Being obsessively into numbers

I’m not a math person. I can do math, and even enjoy doing math, but I’m not an Autistic Math Person. (If anything, if I absolutely have to be a specific Person, I’d say I’m more of an Autistic Music Person.) I notice license plates, but usually I’m automatically trying to figure out if they’re a vanity plate with some clever (or not-as-clever-as-they-thought) message, not being fascinated with the numbers. I remember tons of random, useless facts, but pretty much never phone numbers. And I couldn’t care less about calendar dates. My brain thinks every prime-number date falls on a Thursday. I’m not an Autistic Calendar Person either.

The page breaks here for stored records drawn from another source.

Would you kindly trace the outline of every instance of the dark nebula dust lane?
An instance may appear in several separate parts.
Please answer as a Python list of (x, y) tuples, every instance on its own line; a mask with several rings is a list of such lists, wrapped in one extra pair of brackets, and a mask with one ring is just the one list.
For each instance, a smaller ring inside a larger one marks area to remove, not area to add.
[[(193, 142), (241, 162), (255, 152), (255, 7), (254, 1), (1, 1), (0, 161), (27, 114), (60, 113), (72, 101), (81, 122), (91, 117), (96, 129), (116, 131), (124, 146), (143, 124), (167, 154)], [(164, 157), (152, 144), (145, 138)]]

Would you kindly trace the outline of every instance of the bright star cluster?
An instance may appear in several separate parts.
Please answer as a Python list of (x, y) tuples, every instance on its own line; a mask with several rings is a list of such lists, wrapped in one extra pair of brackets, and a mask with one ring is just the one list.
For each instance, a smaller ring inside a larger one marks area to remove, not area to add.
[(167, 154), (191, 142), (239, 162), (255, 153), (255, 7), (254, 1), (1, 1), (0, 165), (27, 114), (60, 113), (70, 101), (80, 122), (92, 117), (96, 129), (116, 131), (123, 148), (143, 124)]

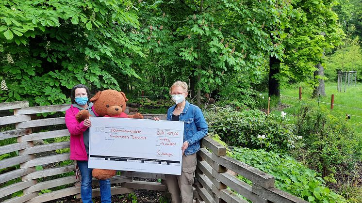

(Today, in fact, is Thursday, October 19. Except it’s Tuesday. Yeah, for sure, calendars.)

So my response to “I am fascinated by dates” would be, “Definitely disagree, and excuse me, all autistic people aren’t Rain Man, Autism Quiz.”

Me: 39/50. These quizzes: Like, 37/50, probably.

So that’s me. And here’s my suspicion: These quizzes are mostly made by neurotypical people. People who don’t know what it’s likely to be intensely literal and sometimes need lots of clarification. Because an autistic person would know to be. More. Specific.

I’m not saying they’re bad or anything, or that anyone who takes one on the road to self-dx (or formal dx, however you want to do it) is getting bad advice or anything. Quiz away. I mean, I did it. I’ve done them several times even since my formal diagnosis, just for shits and grins. I’m just really amused by the fact that, in general, their main failing is that the crafters of these quizzes are theoretically autism experts, and their target audience is autistic people, and they still leave themselves open to, “But what do you mean by ‘difficult’?”

(On my intake form before I first talked to my specialist, I answered one of the questions, “I don’t understand the question.” And my specialist says she looked at it and thought, “Yeah, I think I know how this one is going to turn out.” And obviously she was right.)

So if you’re taking some of these quizzes on your path to self-dx, or formal dx, or whatever, have no fear: They’re not awful. They could just be more specific, is all. I mean, for real, “I know how to multitask”? Sure, I know how to multitask. I’ve read about it. I’ve tried to do it. I’m just not good at it. Oh, that was your question? Then you should have said I’m good at multitasking.

I’m autistic over here. Be more specific.